Teria simplesmente fugido sem dar notícias à mais ninguém? Não,
Safira não acreditava, não queria acreditar, àquele não era seu pai. Também
não acreditava que um profissional habilidoso como ele teria simplesmente se
perdido ou caído em alguma cavidade subterrânea, tendo em mente tamanha
agilidade e talento que o homem possuía. A polícia já não via mais uma solução
possível para o caso, e por um momento Safira se sentiu desamparada. Mas ela
não desistiria fácil, ela tinha esperanças de encontrar seu pai, e por isso
procurava incansavelmente pela caverna na qual ele desapareceu em meio
àquela floresta, enquanto já percebia os indícios de uma tempestade próxima.

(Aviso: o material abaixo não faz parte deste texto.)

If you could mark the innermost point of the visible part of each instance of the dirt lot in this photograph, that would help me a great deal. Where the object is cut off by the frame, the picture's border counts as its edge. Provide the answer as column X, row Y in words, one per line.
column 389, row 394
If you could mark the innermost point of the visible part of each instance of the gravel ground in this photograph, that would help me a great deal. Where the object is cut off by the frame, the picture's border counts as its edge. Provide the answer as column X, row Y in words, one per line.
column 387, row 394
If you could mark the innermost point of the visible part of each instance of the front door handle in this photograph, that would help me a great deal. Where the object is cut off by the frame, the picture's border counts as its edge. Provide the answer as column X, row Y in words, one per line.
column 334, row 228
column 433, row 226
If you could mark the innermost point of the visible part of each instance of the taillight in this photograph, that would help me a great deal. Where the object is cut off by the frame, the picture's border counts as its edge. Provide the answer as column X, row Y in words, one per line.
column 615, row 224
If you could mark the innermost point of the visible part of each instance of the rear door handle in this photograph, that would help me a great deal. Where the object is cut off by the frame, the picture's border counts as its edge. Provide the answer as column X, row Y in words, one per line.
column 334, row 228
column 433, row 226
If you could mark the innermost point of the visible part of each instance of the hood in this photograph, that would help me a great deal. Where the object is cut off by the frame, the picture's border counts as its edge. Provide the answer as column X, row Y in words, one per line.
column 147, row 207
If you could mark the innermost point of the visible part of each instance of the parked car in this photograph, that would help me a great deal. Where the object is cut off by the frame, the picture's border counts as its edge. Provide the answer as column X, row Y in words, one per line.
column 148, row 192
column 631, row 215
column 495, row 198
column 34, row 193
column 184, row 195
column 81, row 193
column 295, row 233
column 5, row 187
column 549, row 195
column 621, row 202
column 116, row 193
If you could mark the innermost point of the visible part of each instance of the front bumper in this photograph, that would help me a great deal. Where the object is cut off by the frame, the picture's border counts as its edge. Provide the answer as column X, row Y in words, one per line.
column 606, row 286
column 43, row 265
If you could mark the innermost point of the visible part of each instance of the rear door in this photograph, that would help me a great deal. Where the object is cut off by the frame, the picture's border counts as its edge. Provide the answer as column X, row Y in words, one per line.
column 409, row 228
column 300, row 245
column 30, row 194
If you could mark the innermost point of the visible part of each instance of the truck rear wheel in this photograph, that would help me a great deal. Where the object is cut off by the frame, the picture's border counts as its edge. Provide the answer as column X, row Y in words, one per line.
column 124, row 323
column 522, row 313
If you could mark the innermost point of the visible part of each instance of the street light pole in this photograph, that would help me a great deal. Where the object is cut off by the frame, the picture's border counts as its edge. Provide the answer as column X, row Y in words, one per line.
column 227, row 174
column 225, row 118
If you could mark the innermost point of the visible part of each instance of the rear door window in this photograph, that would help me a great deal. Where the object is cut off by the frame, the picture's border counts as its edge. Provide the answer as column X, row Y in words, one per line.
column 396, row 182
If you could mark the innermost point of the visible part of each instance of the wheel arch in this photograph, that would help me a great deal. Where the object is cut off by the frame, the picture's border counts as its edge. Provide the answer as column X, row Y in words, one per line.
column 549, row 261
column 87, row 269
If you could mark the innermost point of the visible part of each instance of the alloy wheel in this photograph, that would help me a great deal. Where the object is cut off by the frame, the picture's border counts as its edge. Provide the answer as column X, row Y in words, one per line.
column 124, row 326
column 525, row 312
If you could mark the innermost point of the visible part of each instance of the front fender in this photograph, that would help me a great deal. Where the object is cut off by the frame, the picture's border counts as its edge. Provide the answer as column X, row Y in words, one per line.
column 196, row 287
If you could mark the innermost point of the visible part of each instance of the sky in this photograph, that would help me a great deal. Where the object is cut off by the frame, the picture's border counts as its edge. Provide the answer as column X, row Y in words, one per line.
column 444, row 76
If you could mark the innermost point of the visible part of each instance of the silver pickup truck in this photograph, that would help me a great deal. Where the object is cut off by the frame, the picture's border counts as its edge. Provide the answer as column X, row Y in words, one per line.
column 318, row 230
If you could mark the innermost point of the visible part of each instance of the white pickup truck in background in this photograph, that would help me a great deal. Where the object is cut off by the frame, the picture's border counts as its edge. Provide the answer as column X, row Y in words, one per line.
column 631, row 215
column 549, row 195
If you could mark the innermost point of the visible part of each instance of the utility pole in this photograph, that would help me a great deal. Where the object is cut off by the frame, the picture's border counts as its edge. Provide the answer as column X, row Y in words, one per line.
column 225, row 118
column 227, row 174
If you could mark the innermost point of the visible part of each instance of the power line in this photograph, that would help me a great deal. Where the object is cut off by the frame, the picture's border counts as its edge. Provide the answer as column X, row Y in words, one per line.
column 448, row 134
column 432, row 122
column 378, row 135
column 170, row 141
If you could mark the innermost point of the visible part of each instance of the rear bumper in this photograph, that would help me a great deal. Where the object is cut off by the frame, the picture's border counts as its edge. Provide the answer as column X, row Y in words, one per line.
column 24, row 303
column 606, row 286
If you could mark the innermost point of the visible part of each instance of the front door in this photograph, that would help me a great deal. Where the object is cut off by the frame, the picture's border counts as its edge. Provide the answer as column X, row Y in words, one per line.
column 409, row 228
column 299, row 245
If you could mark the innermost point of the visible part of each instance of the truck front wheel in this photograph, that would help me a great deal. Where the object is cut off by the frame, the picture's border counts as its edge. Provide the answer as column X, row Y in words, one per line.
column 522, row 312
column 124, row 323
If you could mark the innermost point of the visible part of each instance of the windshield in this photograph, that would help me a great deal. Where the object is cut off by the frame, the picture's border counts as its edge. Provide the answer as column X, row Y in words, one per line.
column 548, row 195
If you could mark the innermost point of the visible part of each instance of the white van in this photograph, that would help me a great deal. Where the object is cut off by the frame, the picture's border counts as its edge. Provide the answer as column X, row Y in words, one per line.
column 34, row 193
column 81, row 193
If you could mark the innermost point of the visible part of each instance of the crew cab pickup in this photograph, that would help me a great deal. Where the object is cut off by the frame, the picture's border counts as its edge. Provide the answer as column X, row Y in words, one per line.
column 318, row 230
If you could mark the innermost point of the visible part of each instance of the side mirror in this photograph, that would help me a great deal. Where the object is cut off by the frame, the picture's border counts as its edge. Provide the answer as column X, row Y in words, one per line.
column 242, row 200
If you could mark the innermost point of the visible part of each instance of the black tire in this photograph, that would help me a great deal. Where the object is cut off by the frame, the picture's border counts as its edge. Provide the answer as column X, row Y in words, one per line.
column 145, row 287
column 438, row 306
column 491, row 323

A garota já se encontrava encharcada, tentando enxergar em meio àquele


temporal, o que parecia impossível. Se praguejava mentalmente por ter
escolhido um horário tão inapropriado, pois já se aproximava de meia noite.
Mas movida à esperança, curiosidade, sede de justiça e uma saudade sem
tamanho, Safira continuava firme e forte em sua busca. Se distanciando cada
vez mais da pequena cabana em que estava hospedada, ela não cogitava voltar.
Mesmo com a tempestade violenta agredindo seu corpo, e o frio fazendo seus
dentes tremerem, Safira tinha um objetivo, e ela não pretendia ir embora
daquela floresta sem alcançá-lo.

Quando de repente, como se Deus tivesse ouvido suas súplicas para que ela
encontrasse logo a caverna, a garota se deparou com aquela enorme cavidade
subterrânea. A entrada escura, ao mesmo tempo que parecia lhe convidar para
dentro, parecia lhe alertar para se afastar enquanto fosse possível. Safira
analisou a situação, nunca havia explorado aquela caverna antes, e foi ali, bem
ali, que seu pai entrou e nunca mais foi visto. Um sentimento de insegurança
tomava conta dela, enquanto cada vez mais ela tentava enxergar com nitidez o
que havia dentro da caverna, mais se sentia tentada à entrar. Sem mais
delongas, a garota adentrou a caverna.

Era espaçosa no começo, porém quanto mais ela adentrava, mais estreita ia
ficando, a lanterna vibrava em suas mãos, trêmulas pelo nervosismo e
ansiedade. Sentia as gotas caindo do teto da caverna, o que acreditava ser
provavelmente causa das diversas infiltrações devido à chuva. Safira se
aventurava cada vez mais, tentando explorar cada mínimo detalhe da caverna.
O espaço ficava escasso à cada passo dado por ela, até chegar à um momento
onde Safira foi obrigada a abandonar sua mochila no meio do caminho, já que
com ela, a garota não conseguiria se esgueirar naquele pequeno espaço. Mas
antes ela agarrou alguns poucos suprimentos, como uma corda que amarrou ao
seu corpo. Ela rastejava tentando se locomover pela caverna. O espaço era
minúsculo, qualquer claustrofóbico desmaiaria ali, e Safira sabia que só estava
conseguindo se mover por ser uma garota deveras esbelta e flexível, então se
perguntou como seu pai teria passado por ali, um homem alto e com um porte
físico consideravelmente grande. Ela pensou o quanto o homem era ardiloso.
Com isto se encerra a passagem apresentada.